Préoccupations en matière de transparence et de responsabilité

  • Manque de transparence : En refusant d’analyser et en refusant de publier, la Commission a limité l’accès du public aux évaluations d’experts sur les risques liés aux médias sociaux.
  • Impact politique : Sans une analyse appropriée, le travail de conseil ne peut pas contribuer de manière significative à une réglementation fondée sur des données probantes, en particulier dans les domaines affectant la résilience démocratique.
  • Culture institutionnelle : Les résultats suggèrent que la Commission devra peut-être revoir la manière dont elle traite les rapports internes et communique les travaux des organes consultatifs.

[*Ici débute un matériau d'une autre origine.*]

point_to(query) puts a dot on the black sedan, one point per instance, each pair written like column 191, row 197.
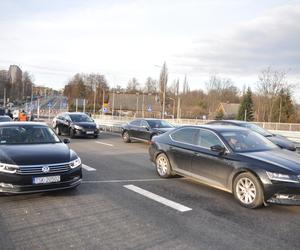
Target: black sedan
column 233, row 159
column 75, row 124
column 144, row 129
column 34, row 159
column 279, row 140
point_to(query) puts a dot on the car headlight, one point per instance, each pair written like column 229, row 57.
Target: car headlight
column 78, row 127
column 283, row 177
column 8, row 168
column 76, row 163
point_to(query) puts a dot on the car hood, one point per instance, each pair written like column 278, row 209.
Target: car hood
column 280, row 158
column 86, row 125
column 282, row 142
column 35, row 154
column 162, row 130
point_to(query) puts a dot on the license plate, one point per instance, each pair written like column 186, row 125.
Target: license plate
column 46, row 179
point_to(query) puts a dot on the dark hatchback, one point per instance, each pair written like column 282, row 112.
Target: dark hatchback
column 34, row 159
column 75, row 124
column 144, row 129
column 279, row 140
column 233, row 159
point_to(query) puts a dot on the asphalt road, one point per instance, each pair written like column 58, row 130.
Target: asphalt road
column 103, row 214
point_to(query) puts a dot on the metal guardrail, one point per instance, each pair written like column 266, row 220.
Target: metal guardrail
column 113, row 124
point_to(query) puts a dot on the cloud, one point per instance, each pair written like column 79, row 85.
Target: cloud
column 271, row 40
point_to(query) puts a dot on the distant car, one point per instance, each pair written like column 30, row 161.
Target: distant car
column 144, row 129
column 75, row 124
column 231, row 158
column 279, row 140
column 34, row 159
column 5, row 118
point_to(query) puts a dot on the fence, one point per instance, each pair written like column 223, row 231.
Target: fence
column 114, row 123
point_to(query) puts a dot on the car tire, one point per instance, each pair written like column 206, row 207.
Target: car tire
column 71, row 133
column 248, row 190
column 126, row 137
column 163, row 167
column 57, row 130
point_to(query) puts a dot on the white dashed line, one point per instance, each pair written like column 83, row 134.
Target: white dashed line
column 155, row 197
column 88, row 168
column 103, row 143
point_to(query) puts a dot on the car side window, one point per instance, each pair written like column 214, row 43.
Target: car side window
column 144, row 123
column 207, row 139
column 185, row 135
column 135, row 123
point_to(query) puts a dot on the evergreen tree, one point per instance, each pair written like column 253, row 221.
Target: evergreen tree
column 246, row 107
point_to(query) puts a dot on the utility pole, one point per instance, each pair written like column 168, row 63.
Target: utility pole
column 95, row 91
column 178, row 109
column 4, row 98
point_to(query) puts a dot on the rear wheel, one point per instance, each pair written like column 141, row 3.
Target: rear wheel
column 248, row 190
column 163, row 166
column 72, row 135
column 126, row 137
column 57, row 130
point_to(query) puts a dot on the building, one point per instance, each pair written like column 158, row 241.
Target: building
column 15, row 74
column 135, row 104
column 227, row 110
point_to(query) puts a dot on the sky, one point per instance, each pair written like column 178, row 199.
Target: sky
column 54, row 40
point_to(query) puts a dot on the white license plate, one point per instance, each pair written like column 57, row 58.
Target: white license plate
column 46, row 179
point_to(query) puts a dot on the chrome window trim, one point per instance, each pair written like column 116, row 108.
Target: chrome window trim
column 195, row 145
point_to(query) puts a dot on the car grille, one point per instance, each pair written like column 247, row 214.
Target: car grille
column 38, row 169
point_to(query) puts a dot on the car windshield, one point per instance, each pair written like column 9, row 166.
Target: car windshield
column 5, row 119
column 257, row 129
column 159, row 124
column 80, row 118
column 247, row 141
column 27, row 134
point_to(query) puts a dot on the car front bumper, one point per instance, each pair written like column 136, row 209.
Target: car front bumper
column 283, row 193
column 15, row 183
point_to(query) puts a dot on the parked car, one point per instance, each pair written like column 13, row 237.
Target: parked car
column 144, row 129
column 34, row 159
column 75, row 124
column 5, row 118
column 279, row 140
column 230, row 158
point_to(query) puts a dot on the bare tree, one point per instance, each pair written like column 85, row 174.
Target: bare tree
column 271, row 82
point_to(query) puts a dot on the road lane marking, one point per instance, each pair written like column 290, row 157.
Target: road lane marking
column 88, row 168
column 160, row 199
column 103, row 143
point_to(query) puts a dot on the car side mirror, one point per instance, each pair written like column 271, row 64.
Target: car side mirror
column 218, row 148
column 146, row 127
column 66, row 141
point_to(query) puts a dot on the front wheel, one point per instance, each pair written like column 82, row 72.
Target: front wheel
column 248, row 190
column 57, row 130
column 126, row 137
column 163, row 166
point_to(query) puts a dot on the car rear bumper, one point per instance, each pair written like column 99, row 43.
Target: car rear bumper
column 13, row 183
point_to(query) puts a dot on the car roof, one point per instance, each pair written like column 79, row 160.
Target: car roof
column 217, row 128
column 23, row 123
column 237, row 122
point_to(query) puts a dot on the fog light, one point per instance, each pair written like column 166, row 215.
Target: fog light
column 6, row 185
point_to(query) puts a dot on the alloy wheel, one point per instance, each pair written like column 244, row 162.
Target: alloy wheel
column 246, row 190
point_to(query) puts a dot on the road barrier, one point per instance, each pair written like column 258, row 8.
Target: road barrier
column 113, row 124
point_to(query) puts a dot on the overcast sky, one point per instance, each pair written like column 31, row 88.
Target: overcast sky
column 53, row 40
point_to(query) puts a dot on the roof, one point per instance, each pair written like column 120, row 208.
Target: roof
column 217, row 128
column 24, row 123
column 230, row 108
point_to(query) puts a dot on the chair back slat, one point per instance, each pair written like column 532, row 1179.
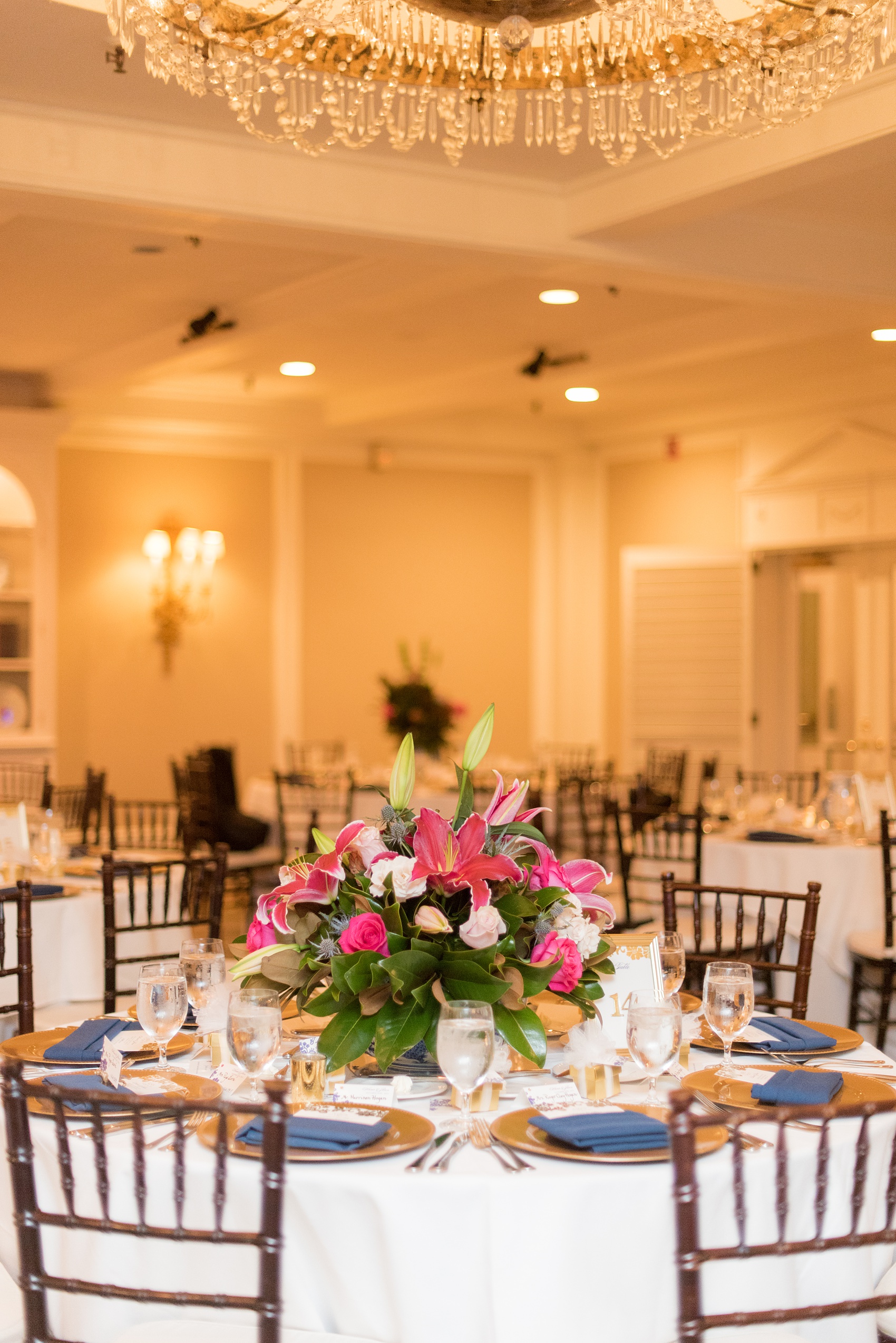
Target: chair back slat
column 31, row 1217
column 202, row 894
column 859, row 1205
column 766, row 958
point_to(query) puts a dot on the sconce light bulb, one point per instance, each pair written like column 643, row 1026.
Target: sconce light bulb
column 156, row 546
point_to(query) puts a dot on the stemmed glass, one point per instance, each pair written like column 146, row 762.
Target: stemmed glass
column 204, row 970
column 727, row 1003
column 254, row 1033
column 465, row 1048
column 653, row 1035
column 162, row 1003
column 672, row 958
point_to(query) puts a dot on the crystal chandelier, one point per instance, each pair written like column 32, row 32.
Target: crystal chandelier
column 323, row 73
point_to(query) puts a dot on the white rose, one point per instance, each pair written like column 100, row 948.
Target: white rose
column 403, row 882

Prochaines étapes pour la Commission

Le Médiateur a demandé à la Commission de définir des mesures correctives. Même si ses décisions ne sont pas juridiquement contraignantes, elles ont un poids institutionnel important. Historiquement, les institutions européennes ont réagi à de telles conclusions en ajustant leurs procédures, en apportant des clarifications ou en améliorant les directives de publication.

Les organisations de la société civile qui se concentrent sur la transparence et les droits numériques ont salué cette décision, la qualifiant de rappelant que « la surveillance des risques liés aux plateformes nécessite des processus administratifs visibles et responsables ». Certains observateurs préviennent toutefois que les réformes pourraient rester internes à moins que la Commission ne choisisse une approche plus ouverte.

Regarder vers l’avenir

La question centrale est désormais de savoir si la Commission révisera ses pratiques d’évaluation et de publication de rapports sur les risques, en particulier ceux ayant des implications pour le débat public, la sécurité en ligne et l’intégrité démocratique. Les parties prenantes surveilleront les mises à jour des procédures, les lignes directrices révisées et les engagements plus clairs en matière de transparence.

Pour le système européen au sens large, cette affaire renforce l’importance des organes de contrôle tels que le Médiateur pour façonner une administration plus ouverte, plus responsable et plus réceptive aux citoyens.

Publié à l’origine dans The European Times.